User message -> Agent loop -> LLM requests web_search/web_fetch -> Tool executes -> Results fed back to LLM
  1. The LLM decides it needs external information and calls web_search or web_fetch
  2. The tool executes the request (search query or URL fetch)
  3. Results are returned to the LLM as tool output
  4. The LLM incorporates the information into its response

Both tools are registered automatically in the agent's tool registry at startup.

Tools

Searches the web using the Brave Search API.

Parameters:

Parameter Type Required Description
query string yes Search query
count integer no Number of results (1-10, default: 5)
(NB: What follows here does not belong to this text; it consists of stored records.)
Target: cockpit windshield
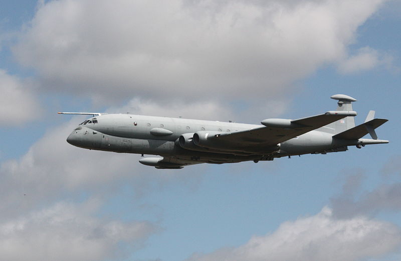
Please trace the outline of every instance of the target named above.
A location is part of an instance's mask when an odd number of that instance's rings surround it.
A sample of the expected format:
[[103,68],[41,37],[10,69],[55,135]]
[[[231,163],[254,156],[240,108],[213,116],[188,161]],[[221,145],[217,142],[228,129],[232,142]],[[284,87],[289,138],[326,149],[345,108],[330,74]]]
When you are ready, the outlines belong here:
[[83,125],[83,124],[85,125],[87,124],[96,124],[96,123],[97,123],[97,120],[96,120],[96,118],[93,118],[90,120],[84,120],[82,122],[80,123],[80,125]]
Returns: Numbered list of results with title, URL, and description snippet.

web_fetch

Fetches a URL and extracts readable text content. Supports HTML (with tag stripping), JSON (pretty-printed), and raw text.

Parameters:

Parameter Type Required Description
url string yes URL to fetch (http/https only)
maxChars integer no Max content chars to return (default: 20,000)

Returns: Plain text with URL header and extracted content. Includes truncation notice when content exceeds maxChars.

Features:

  • Follows redirects (max 5 hops)
  • HTML tag stripping with entity decoding
  • JSON pretty-printing
  • 10-second read/connect timeout

Configuration

tools:
  web:
    search:
      api_key: "${BRAVE_API_KEY}"
      max_results: 5

The Brave API key can also be set via the BRAVE_API_KEY environment variable. If no key is configured, web_search returns an error message — web_fetch works without any API key.

Security

SSRF Protection

web_fetch includes defense against Server-Side Request Forgery (SSRF) attacks. Before connecting to any URL, the tool:

  1. Validates the scheme — only http and https are allowed
  2. Resolves DNS and validates all returned IPs (not just the first)
  3. Blocks private ranges — RFC 1918 (10.x, 172.16-31.x, 192.168.x), IPv6 ULA (fc00::/7)
  4. Blocks loopback127.x, ::1, 0.0.0.0
  5. Blocks cloud metadata169.254.169.254 (AWS/GCP/Azure metadata endpoint)
  6. Blocks link-local169.254.x, fe80:
  7. Blocks alternate IP notation — octal (0177.0.0.1), hex (0x7f000001), integer notation
  8. Validates redirect targets — each redirect hop is re-validated against all SSRF checks
  9. Connects to validated IP — prevents DNS rebinding by connecting to the resolved IP directly

Rate Limiting

Both tools are subject to the global tool rate limiter, preventing excessive API calls within a session.